Most of the conditions categorized as Priority 1by Mock et al. are emergencies, but the others included in this category–male circumcision, single cleft lip, hydrocele, hernia, club foot incision and drainage of abscess– are easily and routinely repaired and should be quickly repaired whenever possible . The WHO has recommended that all District Hospitals be capable of treating emergency and essential surgical conditions, and it is critical that this recommendation be implemented and followed by ministries of health and healthcare systems in LICs .
Social factors such as war, poverty, malnutrition, gender, nutrition, education, and governance and transportation influence the availability of emergency and essential surgery and therefore impact disability and premature death from surgical disease. This reality is amplified in LICs due to a centralization of adequate healthcare, and impedes access, timely diagnosis, treatment; healing and follow up for a growing burden of surgical disease (Table 4). The role of surgery in healthcare systems must be supported for the benefit of global public health, and the provision of emergency and basic essential surgery must be available at the district hospital for maximum benefit to the population.

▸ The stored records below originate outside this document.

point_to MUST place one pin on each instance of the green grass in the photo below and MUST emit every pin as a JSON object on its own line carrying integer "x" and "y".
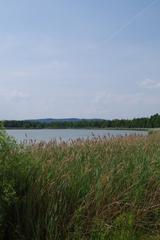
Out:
{"x": 94, "y": 189}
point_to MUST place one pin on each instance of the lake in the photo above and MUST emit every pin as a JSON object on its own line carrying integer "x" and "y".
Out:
{"x": 67, "y": 134}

|Which contribute to increased surgical disease|
|•Congenital Conditions i.e. Cleft lip and palate (nutrition)|
|•Prevalence of Injury|
|Which contribute to late diagnosis|
|•Doctor: Lack of surgical expertise presence|
|•Large focus on Infectious Disease Research for sake of income rather than surgery|
|•Traveling Distances increases chances of late presentation – amount of complications increase as the patient postpones clinical visits|
|Which contribute to poor access|
|•Lack of governmental investment in the provision of surgical care|
|•Lack of infrastructure|
|•Politics: interference, state capacity during disaster|
|•Even after conflicts subside, health and public infrastructure are rarely recovered|
|•Trend of Urbanization|
|•USE of Traditional Cultural Practices|
|Which contribute to poor outcomes|
|•Access to essential medicines|
|•Access to safe anesthesia|
|•Availability of Blood Products|
|•Access to follow-up|
|•Poor nutrition – healing|
|•Inadequate treatment of pain|
|•Lack of rehab|
Table 4: Contributors to Surgical Disparity.

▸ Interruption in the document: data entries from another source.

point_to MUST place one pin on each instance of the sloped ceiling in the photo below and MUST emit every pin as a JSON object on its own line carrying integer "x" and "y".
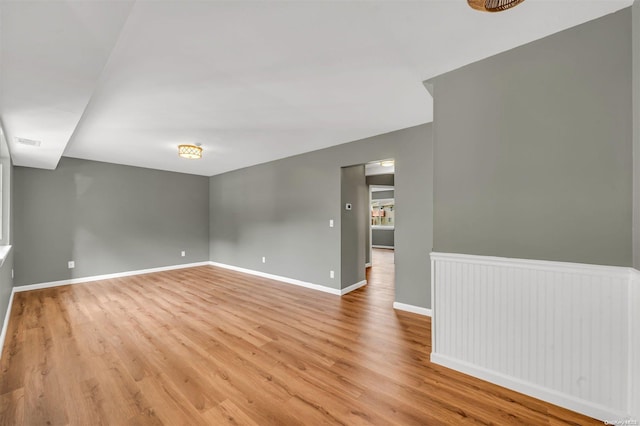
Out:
{"x": 126, "y": 82}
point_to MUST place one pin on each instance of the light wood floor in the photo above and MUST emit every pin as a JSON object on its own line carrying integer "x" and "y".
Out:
{"x": 210, "y": 346}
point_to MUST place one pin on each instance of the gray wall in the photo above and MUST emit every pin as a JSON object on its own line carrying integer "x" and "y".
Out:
{"x": 634, "y": 374}
{"x": 107, "y": 218}
{"x": 386, "y": 179}
{"x": 382, "y": 237}
{"x": 281, "y": 210}
{"x": 353, "y": 225}
{"x": 533, "y": 149}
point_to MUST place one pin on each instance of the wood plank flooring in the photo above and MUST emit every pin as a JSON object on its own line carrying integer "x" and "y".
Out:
{"x": 207, "y": 346}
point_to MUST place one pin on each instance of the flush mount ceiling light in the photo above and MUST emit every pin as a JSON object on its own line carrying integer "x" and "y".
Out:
{"x": 493, "y": 5}
{"x": 190, "y": 151}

The social determinants of health must be considered and addressed before the populations in greatest need will benefit from much needed surgical interventions. Governments and Ministries of Health must be educated on the need for prevention and treatment of non-communicable disease, similar to the education of these entities in the advent of the HIV/AIDS era. Access to safe surgery and anesthesia must be immediately available to populations to prevent disability and death from trauma, cancer, childbirth and other surgical diseases. There is no longer time to wait for surgical care at the district hospital. The burden of surgical disease is large and growing in the poorest countries, and death and disability are already impacting mortality rates of mothers, children and young, healthy individuals contributing to the well-being of their families and communities.